Partendo dal presupposto che è vero che il Presidente della Repubblica dev’essere il garante di tutti i cittadini, che è una carica istituzionale e una serie di considerazioni – di questi tempi – mai scontate, c’è da dire che tutti coloro che affermano che la partita del governo fosse esclusa dalle trattative per il Capo dello Stato dicono una sciocchezza piuttosto evidente.
Il rinnovo del settennato di Napolitano è da leggere esattamente in questo senso. È il primo passo verso il tentativo (chi parla di certezza è troppo ‘confident’) di formare l’ennesimo governo di larghe intese. È con ogni probabilità (e mia personale speranza) l’ultimo passo di un sistema che sta mostrando in queste ore la propria inadeguatezza in maniera assolutamente lampante. È l’ultimo passo di coloro che – almeno pubblicamente – affermano convintamente che ci sia bisogno di ‘un’ governo. Come se si potesse prescindere dal ‘tipo’ di governo da formare. Come se tutti i governi fossero uguali.
Parlando specificatamente di Napolitano, sono vari i motivi per cui sarebbe stato auspicabile che il Presidente non fosse rieletto, partendo dalla prassi istituzionale per arrivare all’ipotesi di governo che quest’inedita situazione prepara. Sbaglia chi si sofferma sull’età anagrafica, Napolitano non sarà un giovincello ma Rodotà – e lo dico perché i principali critici del Presidente avrebbero preferito quest’ultimo – a brevissimo avrà anche lui i suoi 80 anni.
La differenza sta principalmente in ciò che i due rappresentano in termini di ipotesi di governo. Mentre il secondo avrebbe potuto essere l’auspicabile grimaldello per uscire dall’impasse fra il centrosinistra e il M5S (che magari avrebbe potuto essere più solido, in questo senso) il primo rappresenta il mantenimento dello status quo. Altro che il cambiamento sbandierato fino a ieri.
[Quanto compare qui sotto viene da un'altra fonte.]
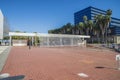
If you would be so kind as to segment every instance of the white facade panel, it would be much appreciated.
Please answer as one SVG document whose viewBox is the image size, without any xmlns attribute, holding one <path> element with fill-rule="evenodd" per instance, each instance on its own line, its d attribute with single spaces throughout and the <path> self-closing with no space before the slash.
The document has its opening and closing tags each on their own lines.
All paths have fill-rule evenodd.
<svg viewBox="0 0 120 80">
<path fill-rule="evenodd" d="M 0 10 L 0 39 L 3 39 L 3 25 L 4 25 L 3 19 L 4 17 Z"/>
</svg>

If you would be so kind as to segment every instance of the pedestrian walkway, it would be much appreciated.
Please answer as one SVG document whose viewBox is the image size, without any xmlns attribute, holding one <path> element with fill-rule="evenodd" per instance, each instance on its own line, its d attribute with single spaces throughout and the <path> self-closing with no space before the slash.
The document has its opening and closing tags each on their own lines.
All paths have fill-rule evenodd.
<svg viewBox="0 0 120 80">
<path fill-rule="evenodd" d="M 8 46 L 0 46 L 0 54 L 2 54 L 2 52 L 6 50 L 7 48 Z"/>
<path fill-rule="evenodd" d="M 5 64 L 9 51 L 10 51 L 9 46 L 0 46 L 0 72 Z"/>
</svg>

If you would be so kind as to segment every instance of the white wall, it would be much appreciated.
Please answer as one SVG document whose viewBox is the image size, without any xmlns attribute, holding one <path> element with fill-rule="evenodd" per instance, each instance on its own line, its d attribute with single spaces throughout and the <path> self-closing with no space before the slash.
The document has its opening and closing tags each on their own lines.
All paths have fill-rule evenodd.
<svg viewBox="0 0 120 80">
<path fill-rule="evenodd" d="M 3 14 L 0 10 L 0 39 L 3 39 Z"/>
</svg>

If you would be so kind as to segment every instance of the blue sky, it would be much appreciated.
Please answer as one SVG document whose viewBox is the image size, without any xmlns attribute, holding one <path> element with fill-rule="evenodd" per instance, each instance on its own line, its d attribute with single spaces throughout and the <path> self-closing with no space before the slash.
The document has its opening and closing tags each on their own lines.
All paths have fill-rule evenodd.
<svg viewBox="0 0 120 80">
<path fill-rule="evenodd" d="M 120 18 L 120 0 L 0 0 L 0 9 L 14 31 L 47 33 L 70 22 L 88 6 L 111 9 Z"/>
</svg>

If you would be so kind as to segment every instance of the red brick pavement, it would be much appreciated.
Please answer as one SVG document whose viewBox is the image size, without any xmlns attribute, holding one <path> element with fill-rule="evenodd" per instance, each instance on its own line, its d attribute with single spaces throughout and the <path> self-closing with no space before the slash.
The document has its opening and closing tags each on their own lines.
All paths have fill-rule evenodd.
<svg viewBox="0 0 120 80">
<path fill-rule="evenodd" d="M 12 47 L 1 73 L 25 75 L 25 80 L 120 80 L 116 54 L 78 47 L 31 50 L 28 47 Z M 80 77 L 78 73 L 89 77 Z"/>
</svg>

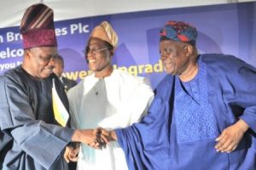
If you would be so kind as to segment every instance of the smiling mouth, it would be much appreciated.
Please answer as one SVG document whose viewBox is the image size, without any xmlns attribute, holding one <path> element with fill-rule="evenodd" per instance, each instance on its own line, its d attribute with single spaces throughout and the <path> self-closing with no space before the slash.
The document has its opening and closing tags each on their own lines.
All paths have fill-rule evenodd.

I fini strateghi dietro quest’operazione hanno reagito in maniera conservativa, consci del fatto che i tempi sono maturi perché questo sia veramente l’ultimo (più o meno lungo) giro. È una mossa di arroccamento in un momento in cui invece ci sarebbe stato bisogno di un po’ di coraggio. Sia chiaro, la ‘colpa’ non è da ascriversi al Presidente quanto a chi non è stato capace di portare avanti una soluzione differente.
Quando c’è un vuoto si tende a riempirlo, lo si è imparato con Grillo e lo si è visto in queste ore (e all’inizio della vicenda Monti) con Giorgio Napolitano. E spesso non avviene nel migliore nei modi.